Coleman Hawkins could read music before the printed word. He began piano lessons at five, learned the cello, and picked up the C melody saxophone at nine. He played his first paying gig at twelve, and when he was thirteen his parents sent him from St. Joseph, Missouri, where he was born in 1904, to Chicago to attend high school and study music. Playing sax in a pit band there, he was discovered by singer Mamie Smith. In 1922 he joined her Jazz Hounds, playing sax and doubling on cello.
After leaving Smith, Hawkins freelanced around New York in 1923 with Fletcher Henderson’s band which eventually included a young Louis Armstrong. He was making good money and, although he was frugal, he dressed expensively and drove fine cars. He stayed with Henderson until 1934 when he took a leave of absence to work in England for band leader Jack Hylton. The initial two-month stay turned into six years with Hawkins traveling the Continent to perform and record, variously basing himself in Denmark, Holland, and Belgium.
He returned to New York on July 31, 1939, with a contract to take a nine-piece group into Kelly’s Stable. In October the nonet went into the studio. The last of the four tunes they recorded was “Body and Soul.” In his book The Song of the Hawk: The Life and Recordings of Coleman Hawkins, John Chilton describes the session. “Hawk decided to treat the song informally, making it a two-chorus ballad feature for himself.... Backed by what was the simplest of arrangements, Coleman Hawkins achieved the apotheosis of his entire career, creating a solo that remains the most perfectly conceived and executed example of jazz tenor-sax playing ever recorded.”
Hawk led a short-lived big band in New York before moving to Chicago in 1941 and leading a small group. He returned to New York in 1942 and a spate of recording dates through 1944 before establishing a long residency on New York City’s famed 52nd Street.

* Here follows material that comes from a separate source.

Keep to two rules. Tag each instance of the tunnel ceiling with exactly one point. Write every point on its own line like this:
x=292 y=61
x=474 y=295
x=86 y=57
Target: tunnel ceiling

Hawkins had always been a keen observer musicians, spending his time off checking out other groups, listening to records, and encouraging young musicians. He was fully aware of bebop. Chilton quotes him as saying, “Wherever there’s good musicians you’ll always find me.... I don’t think about music being new or modern. Music doesn’t go seasonable to me.” “Hawkins,” says Chilton, “made no secret of the fact that he was in favour of new developments in jazz, but this didn’t mean that he abandoned his previously held values, nor did he condemn veteran musicians whose work didn’t incorporate modernisms.”
In 1945 Hawkins took a quintet which had originally featured Thelonious Monk on piano into Billy Berg’s club in Los Angeles which led to an association with Norman Granz’s JATP in 1947, followed by an extended European tour. When he returned to New York in 1950, Stan Getz was leading the polls. “The young stars of bebop had established themselves and so too had the ‘cool’ jazzmen...” says Chilton.
Hawkins kept busy for the next decade touring Europe, recording as an in-demand sideman, gigging regularly at New York’s Metropole, and playing festivals. But by 1966 years of alcohol abuse were showing up as Hawk’s robust frame became frail and his dapper appearance became disheveled. By 1969 it was apparent that the saxophonist was ill although he refused to see a doctor. He performed in April but was soon hospitalized with bronchial pneumonia and died on May 19, 1969.
In assessing Hawkins’ contribution to jazz in his book American Musicians: 56 Portraits in Jazz, Whitney Balliett says, “Hawkins invented the tenor saxophone in the way Richardson invented the novel: he took an often misunderstood instrument and made it work right for the first time.... It took Hawkins ten years to figure out completely what the instrument was capable of. He hit upon using an unusually wide mouthpiece and a hard reed, and by 1933 he had developed a tone that had never before been heard on a saxophone.”